Jeff Bezos just told you exactly how to price AI. Nobody listened. Bezos: “AI is real and it is going to change every industry. In fact it’s a very unusual technology in that regard in that it’s a horizontal enabling layer.” Horizontal enabling layer. Three words that reprice the entire technology sector. The iPhone was a vertical. One product. One new market. Electricity was a horizontal. One substrate that rewired every market on Earth. Wall Street is pricing AI like it is the next iPhone. Bezos is telling you it is the next electrical grid. Right now, thousands of companies are trying to sell AI as a product. A feature. A tool. A subscription tier. Every single one of them will be priced to zero. You do not sell a horizontal layer. You do not compete with it. You build on top of it or you disappear beneath it.

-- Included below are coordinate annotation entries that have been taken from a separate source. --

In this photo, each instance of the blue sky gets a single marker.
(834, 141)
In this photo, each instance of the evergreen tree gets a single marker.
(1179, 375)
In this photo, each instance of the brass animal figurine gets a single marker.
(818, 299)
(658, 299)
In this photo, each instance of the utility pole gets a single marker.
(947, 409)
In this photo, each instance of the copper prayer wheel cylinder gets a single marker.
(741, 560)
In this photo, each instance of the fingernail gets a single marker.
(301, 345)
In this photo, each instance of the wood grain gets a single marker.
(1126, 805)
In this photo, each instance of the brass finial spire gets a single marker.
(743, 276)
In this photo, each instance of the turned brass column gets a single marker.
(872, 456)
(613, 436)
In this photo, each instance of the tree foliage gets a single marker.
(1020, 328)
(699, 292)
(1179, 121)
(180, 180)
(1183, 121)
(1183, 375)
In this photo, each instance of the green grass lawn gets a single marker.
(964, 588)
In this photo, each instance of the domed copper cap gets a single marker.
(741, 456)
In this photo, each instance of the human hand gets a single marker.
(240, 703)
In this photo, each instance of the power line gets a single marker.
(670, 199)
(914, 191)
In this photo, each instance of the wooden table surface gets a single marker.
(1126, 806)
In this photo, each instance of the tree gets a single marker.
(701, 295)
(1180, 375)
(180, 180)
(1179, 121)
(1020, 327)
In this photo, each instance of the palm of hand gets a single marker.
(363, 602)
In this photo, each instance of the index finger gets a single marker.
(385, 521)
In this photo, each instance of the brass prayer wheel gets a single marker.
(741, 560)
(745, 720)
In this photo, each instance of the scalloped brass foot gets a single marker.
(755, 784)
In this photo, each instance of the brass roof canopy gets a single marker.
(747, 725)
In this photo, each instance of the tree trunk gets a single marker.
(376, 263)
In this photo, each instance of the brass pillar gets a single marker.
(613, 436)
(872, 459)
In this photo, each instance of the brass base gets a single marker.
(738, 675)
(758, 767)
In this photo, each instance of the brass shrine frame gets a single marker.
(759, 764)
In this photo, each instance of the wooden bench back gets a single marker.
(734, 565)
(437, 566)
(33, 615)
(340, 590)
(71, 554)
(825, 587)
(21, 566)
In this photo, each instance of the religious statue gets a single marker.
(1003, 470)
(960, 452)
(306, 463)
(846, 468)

For a century, entire industries survived on one thing. Complexity. The friction of navigating law, medicine, logistics, finance. That was the moat. If you could not memorize the maze, you could not compete. A horizontal layer does not navigate the maze. It dissolves the walls. Electricity did not compete with the candle industry. It erased the need for one. The most dangerous part of a horizontal shift is how quiet it is. It moves underneath the economy. The surface looks normal. Revenue still holds. Every day you operate on the old substrate, you accumulate a debt you cannot see and cannot repay. The internet repriced distribution. AI is repricing cognition itself. When intelligence becomes a utility that runs through the walls of every company on Earth, the premium on human expertise does not erode. It evaporates. This is not a disruption. Disruptions replace products. This replaces the ground you are standing on.